Typhaea stercorea is a cosmopolitan species of beetle of the family Mycetophagidae, known by the common name hairy fungus beetle.

== Description ==
Adult T. stercorea are 2.2–3.0 mm long, oval, brown, flattened, and have hairy elytra with parallel lines of fine hairs. Antennae are 3 segmented and the head is readily visible from above, distinguishing the hairy fungus beetle from some similar species.
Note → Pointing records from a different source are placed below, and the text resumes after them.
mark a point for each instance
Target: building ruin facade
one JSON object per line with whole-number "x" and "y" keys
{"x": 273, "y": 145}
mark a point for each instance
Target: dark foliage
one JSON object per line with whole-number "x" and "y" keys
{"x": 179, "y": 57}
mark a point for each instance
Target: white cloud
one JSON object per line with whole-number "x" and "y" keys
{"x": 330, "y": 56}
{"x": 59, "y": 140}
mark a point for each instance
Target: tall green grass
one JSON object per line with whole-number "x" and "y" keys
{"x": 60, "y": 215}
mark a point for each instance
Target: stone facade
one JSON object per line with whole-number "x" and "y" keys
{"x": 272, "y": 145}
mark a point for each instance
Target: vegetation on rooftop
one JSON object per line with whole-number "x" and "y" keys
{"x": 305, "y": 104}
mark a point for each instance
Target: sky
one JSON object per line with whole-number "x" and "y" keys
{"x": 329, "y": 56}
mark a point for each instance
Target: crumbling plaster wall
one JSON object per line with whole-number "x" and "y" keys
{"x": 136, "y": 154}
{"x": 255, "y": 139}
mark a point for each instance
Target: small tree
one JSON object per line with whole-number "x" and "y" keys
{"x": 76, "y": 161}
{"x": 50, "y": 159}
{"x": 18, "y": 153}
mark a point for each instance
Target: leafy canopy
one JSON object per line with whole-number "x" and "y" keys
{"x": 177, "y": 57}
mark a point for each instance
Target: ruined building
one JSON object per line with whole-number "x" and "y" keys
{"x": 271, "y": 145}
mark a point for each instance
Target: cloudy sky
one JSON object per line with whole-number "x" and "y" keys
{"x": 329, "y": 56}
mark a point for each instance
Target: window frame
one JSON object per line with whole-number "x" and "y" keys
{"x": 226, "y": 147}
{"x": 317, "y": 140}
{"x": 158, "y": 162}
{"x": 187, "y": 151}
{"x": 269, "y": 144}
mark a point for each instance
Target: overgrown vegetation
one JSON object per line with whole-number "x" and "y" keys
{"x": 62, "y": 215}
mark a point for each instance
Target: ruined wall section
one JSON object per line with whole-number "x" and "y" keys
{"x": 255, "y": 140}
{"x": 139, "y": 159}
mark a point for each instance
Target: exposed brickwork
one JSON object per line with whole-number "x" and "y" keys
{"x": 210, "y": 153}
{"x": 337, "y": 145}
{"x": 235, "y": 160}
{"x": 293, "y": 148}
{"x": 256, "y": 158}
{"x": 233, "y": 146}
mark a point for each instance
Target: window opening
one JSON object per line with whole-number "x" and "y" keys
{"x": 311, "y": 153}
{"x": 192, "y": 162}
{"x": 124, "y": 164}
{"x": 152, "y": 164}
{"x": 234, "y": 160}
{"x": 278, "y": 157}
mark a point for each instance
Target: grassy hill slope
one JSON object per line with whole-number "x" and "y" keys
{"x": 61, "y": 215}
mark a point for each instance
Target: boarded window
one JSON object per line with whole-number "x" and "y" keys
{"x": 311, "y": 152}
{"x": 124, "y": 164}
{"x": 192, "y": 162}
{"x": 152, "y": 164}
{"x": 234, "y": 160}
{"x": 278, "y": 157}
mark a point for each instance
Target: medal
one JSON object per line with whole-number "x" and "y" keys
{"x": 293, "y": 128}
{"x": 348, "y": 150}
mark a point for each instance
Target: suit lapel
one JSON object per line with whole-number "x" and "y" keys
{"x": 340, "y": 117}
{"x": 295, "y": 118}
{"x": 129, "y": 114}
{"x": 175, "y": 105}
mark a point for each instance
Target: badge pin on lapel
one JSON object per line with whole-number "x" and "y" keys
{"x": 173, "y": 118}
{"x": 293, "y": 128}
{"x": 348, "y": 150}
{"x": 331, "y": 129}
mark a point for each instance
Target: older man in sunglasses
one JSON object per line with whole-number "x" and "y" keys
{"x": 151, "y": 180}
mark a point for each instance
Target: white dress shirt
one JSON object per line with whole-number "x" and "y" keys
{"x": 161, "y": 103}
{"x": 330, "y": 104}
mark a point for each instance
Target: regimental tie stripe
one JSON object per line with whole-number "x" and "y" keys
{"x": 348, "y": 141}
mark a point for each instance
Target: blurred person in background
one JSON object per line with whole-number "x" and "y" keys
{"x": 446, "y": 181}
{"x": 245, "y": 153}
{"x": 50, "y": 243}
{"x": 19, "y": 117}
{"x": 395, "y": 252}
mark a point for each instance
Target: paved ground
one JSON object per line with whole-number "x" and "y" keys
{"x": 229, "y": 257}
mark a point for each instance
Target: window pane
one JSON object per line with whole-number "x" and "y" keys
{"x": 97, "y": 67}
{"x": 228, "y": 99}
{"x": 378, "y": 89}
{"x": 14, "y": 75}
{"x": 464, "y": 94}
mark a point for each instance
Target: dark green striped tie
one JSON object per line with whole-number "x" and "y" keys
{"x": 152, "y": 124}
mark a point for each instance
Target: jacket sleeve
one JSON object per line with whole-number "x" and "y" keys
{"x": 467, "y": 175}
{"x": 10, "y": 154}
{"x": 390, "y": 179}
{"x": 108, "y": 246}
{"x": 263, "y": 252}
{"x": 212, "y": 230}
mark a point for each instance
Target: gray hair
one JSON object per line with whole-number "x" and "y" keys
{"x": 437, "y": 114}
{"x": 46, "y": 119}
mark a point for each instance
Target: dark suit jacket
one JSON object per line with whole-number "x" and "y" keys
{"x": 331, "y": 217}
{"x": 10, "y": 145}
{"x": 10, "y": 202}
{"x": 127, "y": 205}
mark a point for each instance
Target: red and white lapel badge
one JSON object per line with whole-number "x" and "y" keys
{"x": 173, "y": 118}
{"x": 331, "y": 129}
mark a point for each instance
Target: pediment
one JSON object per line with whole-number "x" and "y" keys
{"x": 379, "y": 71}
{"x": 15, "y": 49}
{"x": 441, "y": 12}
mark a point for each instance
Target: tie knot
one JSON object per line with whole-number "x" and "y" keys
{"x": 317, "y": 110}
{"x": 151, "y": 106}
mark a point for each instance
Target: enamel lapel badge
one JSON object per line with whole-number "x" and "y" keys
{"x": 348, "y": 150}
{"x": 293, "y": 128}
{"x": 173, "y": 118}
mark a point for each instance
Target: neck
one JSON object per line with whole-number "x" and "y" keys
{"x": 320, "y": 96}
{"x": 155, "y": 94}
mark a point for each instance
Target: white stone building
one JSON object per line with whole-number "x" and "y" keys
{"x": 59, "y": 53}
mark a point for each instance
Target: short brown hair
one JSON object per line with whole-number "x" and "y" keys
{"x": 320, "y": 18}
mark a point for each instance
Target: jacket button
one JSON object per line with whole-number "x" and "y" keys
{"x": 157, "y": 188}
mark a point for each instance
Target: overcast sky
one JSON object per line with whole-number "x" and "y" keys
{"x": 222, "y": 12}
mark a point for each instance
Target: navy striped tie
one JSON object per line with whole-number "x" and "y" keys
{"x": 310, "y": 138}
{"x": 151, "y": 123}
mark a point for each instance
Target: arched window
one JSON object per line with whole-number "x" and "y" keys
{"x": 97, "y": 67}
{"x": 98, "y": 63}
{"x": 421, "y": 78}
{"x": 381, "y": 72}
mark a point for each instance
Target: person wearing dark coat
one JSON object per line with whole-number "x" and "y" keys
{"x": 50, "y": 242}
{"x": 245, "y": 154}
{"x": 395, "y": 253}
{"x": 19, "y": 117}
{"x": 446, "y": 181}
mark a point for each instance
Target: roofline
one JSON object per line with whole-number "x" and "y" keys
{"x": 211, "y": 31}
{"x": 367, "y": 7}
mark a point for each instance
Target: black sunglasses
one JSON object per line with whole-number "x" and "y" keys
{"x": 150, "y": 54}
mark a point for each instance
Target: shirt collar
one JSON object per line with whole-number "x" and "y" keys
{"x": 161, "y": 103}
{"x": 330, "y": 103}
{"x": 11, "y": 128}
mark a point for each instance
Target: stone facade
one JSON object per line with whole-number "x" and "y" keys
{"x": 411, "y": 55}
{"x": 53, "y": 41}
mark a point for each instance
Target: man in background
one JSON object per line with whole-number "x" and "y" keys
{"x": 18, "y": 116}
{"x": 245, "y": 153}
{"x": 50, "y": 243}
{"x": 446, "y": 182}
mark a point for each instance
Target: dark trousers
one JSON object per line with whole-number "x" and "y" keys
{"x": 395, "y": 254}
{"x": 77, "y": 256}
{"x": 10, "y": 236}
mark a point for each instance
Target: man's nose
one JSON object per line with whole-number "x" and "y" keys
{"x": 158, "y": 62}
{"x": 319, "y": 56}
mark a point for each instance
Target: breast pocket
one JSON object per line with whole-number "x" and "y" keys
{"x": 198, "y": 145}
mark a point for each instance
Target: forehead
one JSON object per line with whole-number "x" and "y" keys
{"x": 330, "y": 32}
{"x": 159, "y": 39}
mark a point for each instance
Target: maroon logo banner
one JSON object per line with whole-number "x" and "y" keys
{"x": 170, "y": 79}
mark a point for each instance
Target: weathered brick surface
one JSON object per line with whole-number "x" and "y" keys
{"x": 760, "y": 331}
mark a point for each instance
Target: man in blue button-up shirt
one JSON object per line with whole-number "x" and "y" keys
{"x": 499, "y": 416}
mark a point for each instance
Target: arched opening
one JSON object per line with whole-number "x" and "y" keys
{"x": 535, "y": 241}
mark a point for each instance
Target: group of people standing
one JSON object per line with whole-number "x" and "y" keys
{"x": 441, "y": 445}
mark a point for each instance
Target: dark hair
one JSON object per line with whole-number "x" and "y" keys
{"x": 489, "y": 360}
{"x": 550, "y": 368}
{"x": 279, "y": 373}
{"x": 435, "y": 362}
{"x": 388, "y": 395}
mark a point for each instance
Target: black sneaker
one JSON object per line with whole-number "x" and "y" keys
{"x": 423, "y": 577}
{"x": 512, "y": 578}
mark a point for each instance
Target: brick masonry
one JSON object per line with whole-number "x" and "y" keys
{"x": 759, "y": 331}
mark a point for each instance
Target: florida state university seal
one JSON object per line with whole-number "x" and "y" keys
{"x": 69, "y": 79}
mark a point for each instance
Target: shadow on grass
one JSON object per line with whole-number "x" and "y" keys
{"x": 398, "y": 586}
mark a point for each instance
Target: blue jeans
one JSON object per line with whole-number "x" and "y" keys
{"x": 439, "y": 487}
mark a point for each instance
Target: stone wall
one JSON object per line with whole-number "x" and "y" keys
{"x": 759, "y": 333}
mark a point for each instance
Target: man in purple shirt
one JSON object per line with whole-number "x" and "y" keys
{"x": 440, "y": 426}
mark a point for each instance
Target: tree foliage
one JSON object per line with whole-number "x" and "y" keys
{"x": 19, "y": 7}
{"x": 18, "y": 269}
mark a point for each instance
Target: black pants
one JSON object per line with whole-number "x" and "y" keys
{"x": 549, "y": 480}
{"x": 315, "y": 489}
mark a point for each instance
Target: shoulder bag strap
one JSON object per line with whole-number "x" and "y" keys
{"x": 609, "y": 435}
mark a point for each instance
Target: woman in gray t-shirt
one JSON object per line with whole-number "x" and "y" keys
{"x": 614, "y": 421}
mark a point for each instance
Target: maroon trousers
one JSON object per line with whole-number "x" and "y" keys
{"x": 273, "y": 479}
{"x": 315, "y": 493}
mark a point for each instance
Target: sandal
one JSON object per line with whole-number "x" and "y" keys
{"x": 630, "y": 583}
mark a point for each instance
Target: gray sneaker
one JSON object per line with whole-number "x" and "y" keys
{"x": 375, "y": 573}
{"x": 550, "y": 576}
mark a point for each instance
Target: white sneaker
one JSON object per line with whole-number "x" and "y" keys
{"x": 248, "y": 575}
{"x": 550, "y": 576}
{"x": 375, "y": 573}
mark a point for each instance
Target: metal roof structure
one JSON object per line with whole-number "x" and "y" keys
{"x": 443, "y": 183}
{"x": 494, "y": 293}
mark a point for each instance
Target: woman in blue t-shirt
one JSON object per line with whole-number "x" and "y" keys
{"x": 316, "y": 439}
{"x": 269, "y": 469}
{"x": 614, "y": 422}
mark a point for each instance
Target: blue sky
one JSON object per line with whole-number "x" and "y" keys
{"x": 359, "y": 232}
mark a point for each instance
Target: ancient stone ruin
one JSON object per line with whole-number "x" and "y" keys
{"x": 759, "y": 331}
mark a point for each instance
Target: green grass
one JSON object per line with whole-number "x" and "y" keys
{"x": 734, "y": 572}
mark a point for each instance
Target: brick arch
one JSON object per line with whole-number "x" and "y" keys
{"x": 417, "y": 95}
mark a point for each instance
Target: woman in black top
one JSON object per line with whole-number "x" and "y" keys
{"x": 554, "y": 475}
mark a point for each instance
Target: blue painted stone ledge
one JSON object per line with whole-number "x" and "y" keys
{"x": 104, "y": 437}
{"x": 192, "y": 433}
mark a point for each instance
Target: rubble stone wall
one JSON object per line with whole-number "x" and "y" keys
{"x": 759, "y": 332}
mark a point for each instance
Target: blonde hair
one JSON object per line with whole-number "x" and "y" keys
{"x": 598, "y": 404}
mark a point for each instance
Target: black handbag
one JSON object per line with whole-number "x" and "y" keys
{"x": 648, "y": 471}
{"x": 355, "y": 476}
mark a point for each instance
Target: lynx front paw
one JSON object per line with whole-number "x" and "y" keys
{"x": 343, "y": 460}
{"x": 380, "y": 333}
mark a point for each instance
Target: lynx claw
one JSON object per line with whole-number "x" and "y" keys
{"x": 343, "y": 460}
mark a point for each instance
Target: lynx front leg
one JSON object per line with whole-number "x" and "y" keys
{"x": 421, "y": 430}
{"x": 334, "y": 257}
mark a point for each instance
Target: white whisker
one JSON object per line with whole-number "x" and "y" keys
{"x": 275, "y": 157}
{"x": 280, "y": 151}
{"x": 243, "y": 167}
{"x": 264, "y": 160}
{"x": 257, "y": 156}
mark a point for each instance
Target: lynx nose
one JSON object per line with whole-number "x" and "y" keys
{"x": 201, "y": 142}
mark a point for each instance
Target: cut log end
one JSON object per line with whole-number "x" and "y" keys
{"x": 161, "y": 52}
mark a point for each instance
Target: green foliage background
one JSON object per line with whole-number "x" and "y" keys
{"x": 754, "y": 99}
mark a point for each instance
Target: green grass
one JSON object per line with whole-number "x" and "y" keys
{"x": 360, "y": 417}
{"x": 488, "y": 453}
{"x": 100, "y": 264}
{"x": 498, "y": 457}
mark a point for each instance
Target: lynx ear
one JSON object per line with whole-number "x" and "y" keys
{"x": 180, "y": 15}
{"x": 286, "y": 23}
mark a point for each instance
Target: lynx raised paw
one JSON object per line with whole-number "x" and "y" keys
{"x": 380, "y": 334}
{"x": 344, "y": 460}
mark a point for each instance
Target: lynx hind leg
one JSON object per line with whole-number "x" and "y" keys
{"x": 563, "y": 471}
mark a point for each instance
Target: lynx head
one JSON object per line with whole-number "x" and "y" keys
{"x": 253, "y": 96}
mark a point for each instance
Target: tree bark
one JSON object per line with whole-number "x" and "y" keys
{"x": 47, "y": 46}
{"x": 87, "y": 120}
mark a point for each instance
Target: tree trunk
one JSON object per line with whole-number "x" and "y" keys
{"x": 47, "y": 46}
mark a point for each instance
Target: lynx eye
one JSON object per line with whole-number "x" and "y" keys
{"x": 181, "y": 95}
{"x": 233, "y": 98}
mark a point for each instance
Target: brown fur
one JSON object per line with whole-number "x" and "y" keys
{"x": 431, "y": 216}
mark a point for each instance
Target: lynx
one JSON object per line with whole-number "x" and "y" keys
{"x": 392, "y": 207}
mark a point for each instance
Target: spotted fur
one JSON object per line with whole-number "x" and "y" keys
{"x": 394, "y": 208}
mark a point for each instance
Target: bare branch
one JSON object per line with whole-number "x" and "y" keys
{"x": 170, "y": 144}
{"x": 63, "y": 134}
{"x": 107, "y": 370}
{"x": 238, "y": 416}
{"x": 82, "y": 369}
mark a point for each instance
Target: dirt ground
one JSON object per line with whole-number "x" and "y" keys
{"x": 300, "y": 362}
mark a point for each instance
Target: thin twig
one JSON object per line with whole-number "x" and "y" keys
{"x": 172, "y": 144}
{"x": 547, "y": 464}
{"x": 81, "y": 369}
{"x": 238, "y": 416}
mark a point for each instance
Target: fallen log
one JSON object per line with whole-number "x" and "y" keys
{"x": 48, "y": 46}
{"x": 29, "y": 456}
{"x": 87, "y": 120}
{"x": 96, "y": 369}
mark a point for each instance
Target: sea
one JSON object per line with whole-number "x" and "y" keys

At 25 °C and 80-90 RH, development from egg to adult takes 21 to 33 days. The larvae are able to move easily and the adults can run fast and fly well. It is a generalist feeder associated with moldy or damp conditions. Its presence in stored grain indicates poor storage conditions. It is a minor pest of freshly harvested or slightly damp grain. Damage is not distinctive and is caused by both adult and larval feeding. Stored products consumed include: moldy cereals, tobacco, peanuts, and hay. The species also eats fungi that grow on damp food. This species has been found in grain storages dating back to the Iron Age.

== Habitat ==
The species can be found on ripening hay and grain crops before harvest in temperate and tropical areas.

== Disease vector ==
It was discovered in 1994 that this species can carry Salmonella enterica serovar Infantis. The species carried the bacterium into a Danish broiler house that infected 39,900 newly hatched chicks. The chicks were infected by eating the beetles. A study of species of beetles in broiler houses, including this species, showed that the beetles that are in broiler houses are likely to carry Salmonella. The research also showed that the species can carry Salmonella enterica and Campylobacter spp.